Edward Pierrepont Beckwith (1877–1966) was an American engineer and scientist.

Beckwith was born in New York April 27, 1877, the son of Leonard Forbes and Margaretta Willoughby Pierrepont Beckwith.

He graduated from Massachusetts Institute of Technology (MIT) in 1901. He worked for General Electric, conducting some of the first experiments with tungsten as a filament for electric lamps. Additional experimentation included working on the purification of water, iron oxidation, and the use of mercury in silica tubes.
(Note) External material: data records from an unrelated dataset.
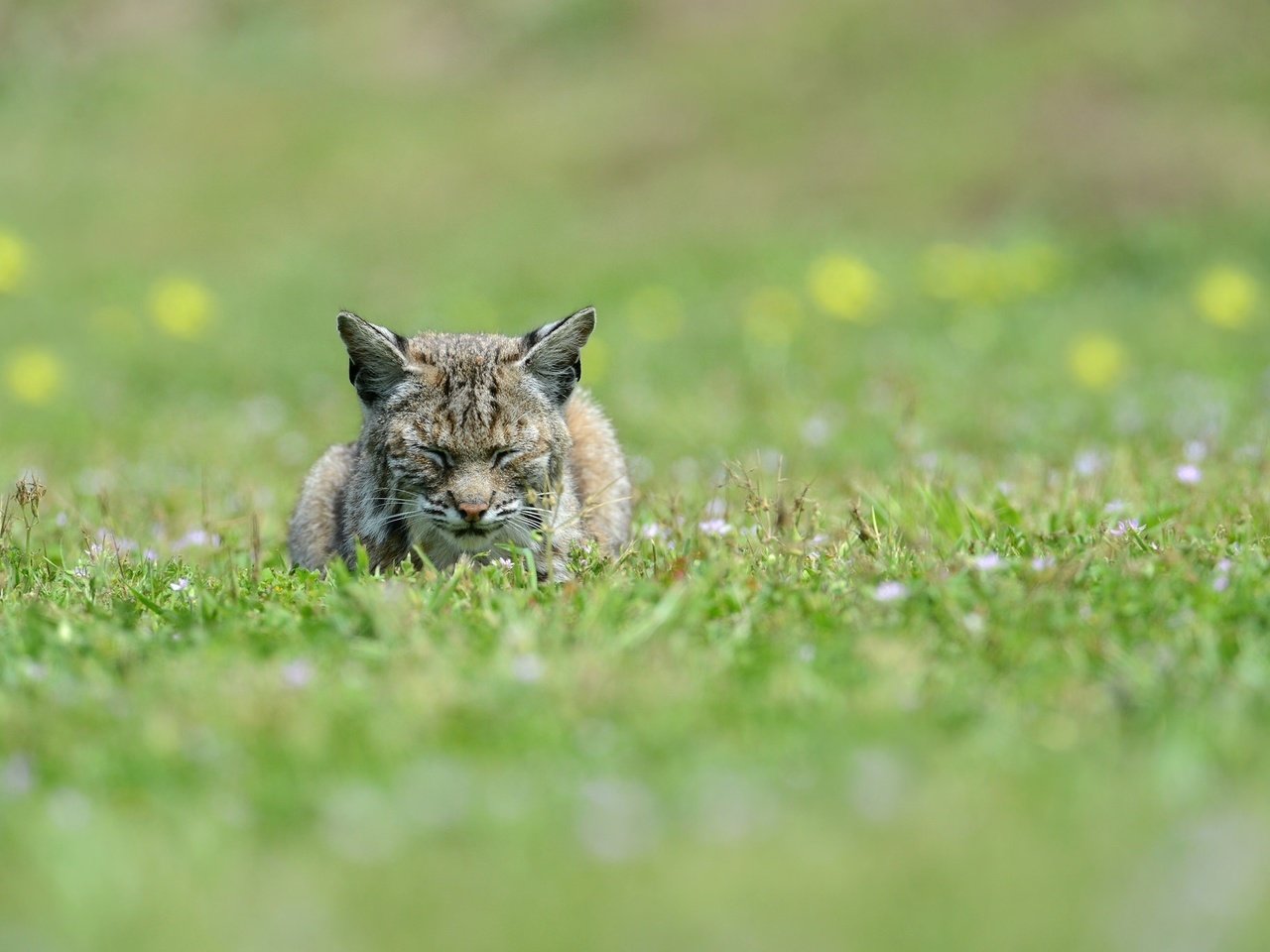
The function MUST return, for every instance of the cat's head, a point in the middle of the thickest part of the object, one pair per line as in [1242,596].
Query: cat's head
[468,428]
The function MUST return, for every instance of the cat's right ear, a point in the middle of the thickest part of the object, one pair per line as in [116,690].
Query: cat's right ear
[376,357]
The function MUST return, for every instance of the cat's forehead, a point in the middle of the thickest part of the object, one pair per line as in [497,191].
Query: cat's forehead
[465,353]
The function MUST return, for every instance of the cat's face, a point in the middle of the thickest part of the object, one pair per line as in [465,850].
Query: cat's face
[468,428]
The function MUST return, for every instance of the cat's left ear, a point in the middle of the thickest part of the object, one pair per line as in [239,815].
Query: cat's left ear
[553,353]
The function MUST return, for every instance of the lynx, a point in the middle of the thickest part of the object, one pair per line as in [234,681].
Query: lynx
[472,445]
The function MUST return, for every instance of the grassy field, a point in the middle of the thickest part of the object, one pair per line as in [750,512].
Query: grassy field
[938,336]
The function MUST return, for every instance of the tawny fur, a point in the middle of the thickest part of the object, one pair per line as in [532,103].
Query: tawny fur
[471,444]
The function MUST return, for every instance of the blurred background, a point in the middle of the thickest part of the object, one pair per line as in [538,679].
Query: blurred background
[852,234]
Beckwith was an avid mountaineer and climbed the Swiss Alps and the Austrian Dolomites soon after graduation from university. He was elected a member of The Explorers Club in New York in 1930. After he retired, he participated as an observer, navigator, and photographer on scientific expeditions, including the Carnegie Institute's Mount McKinley Cosmic Ray Expedition in 1932, the Rainbow Bridge-Monument Valley Expedition of 1937 (which mapped 2000 square miles in southern Utah and northern Arizona), and the 1939-40 Fairchild Tropical Expedition in the Philippines and the Dutch East Indies aboard Cheng Ho.

Beckwith appeared in Who's Who of Engineering in 1922.

Beckwith died on July 5, 1966, at the age of 89, of a heart attack while driving his car alone.